Subsequently at the penalty hearing, the jury noted, as an aggravating circumstance, that the homicide occurred while perpetrating a robbery. In the light of this finding, it is at least arguable that the verdict of first degree murder was based upon the felony murder doctrine, rather than upon a belief that the killing was willful, deliberate and premeditated. The importance of having the jury properly instructed on all elements of the crime of robbery becomes apparent. The defendant had testified that he pulled his gun to protect himself rather than permanently to deprive the victim of his property, thus placing the specific intent element of robbery directly in issue. The jury, however, was not required to resolve this issue in conjunction with its consideration of felony murder. Within this context the error may not be labeled harmless.

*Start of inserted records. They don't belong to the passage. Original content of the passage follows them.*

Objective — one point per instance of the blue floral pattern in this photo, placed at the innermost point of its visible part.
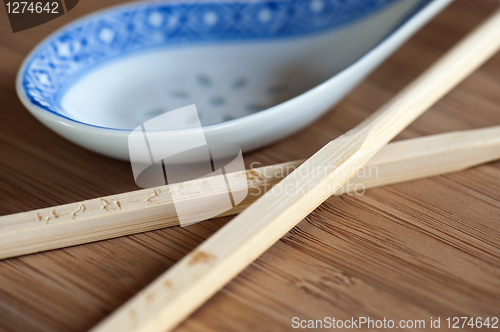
(133, 28)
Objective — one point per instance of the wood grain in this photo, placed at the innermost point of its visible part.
(414, 250)
(150, 209)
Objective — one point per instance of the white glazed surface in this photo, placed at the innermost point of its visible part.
(294, 80)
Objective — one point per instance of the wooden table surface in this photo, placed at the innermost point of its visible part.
(428, 248)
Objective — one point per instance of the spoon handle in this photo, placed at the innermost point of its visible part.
(178, 292)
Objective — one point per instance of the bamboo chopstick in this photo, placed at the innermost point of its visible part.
(188, 284)
(141, 211)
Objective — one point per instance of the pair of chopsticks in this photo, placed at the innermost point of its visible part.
(146, 210)
(179, 291)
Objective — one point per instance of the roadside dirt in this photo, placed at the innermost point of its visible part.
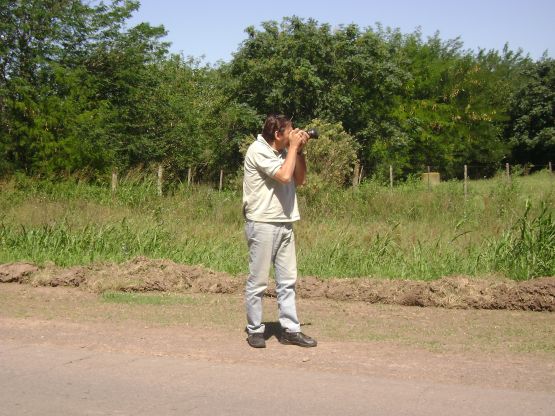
(501, 349)
(142, 275)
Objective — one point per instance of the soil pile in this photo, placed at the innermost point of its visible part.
(142, 274)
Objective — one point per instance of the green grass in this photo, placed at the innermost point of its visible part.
(502, 228)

*1142 Other assigned errors need not be considered. Reversed and remanded for a new trial.

MOWBRAY, C.J., and GUNDERSON, MANOUKIAN and BATJER, JJ., concur.

NOTES

[1] It is permissible to instruct regarding felony murder even though felony murder is not pleaded. Theriault v. State, 92 Nev. 185, 547 P.2d 668 (1976); Rogers v. State, 83 Nev. 376, 432 P.2d 331 (1967). It is not necessary to allege that murder was committed in the perpetration of another crime in order to introduce evidence of such other crime. State v. Mangana, 33 Nev. 511, 112 P. 693 (1910).

[2] NRS 200.380:

1. Robbery is the unlawful taking of personal property from the person of another, or in his presence, against his will, by means of force or violence or fear of injury, immediate or future, to his person or property, or the person or property of a member of his family, or of anyone in his company at the time of the robbery. Such force or fear must be used to obtain or retain possession of the property, or to prevent or overcome resistance to the taking in either of which cases the degree of force is immaterial. If used merely as a means of escape, it does not constitute robbery. Such taking constitutes robbery whenever it appears that, although the taking was fully completed without the knowledge of the person from whom taken, such knowledge was prevented by the use of force or fear.

2. Every person who shall commit robbery shall be punished by imprisonment in the state prison for not less than 1 year nor more than 15 years.

[3] In Boone v. State, 85 Nev. 450, 456 P.2d 418 (1969), we approved an instruction defining robbery as the felonious taking of personal property, since the word "felonious" means that the act was done with the intent to commit the crime. State v. Hughes, 31 Nev. 270, 102 P. 562, 563 (1908). It is preferable to state that the taking must be with the specific intent permanently to deprive the owner of his property.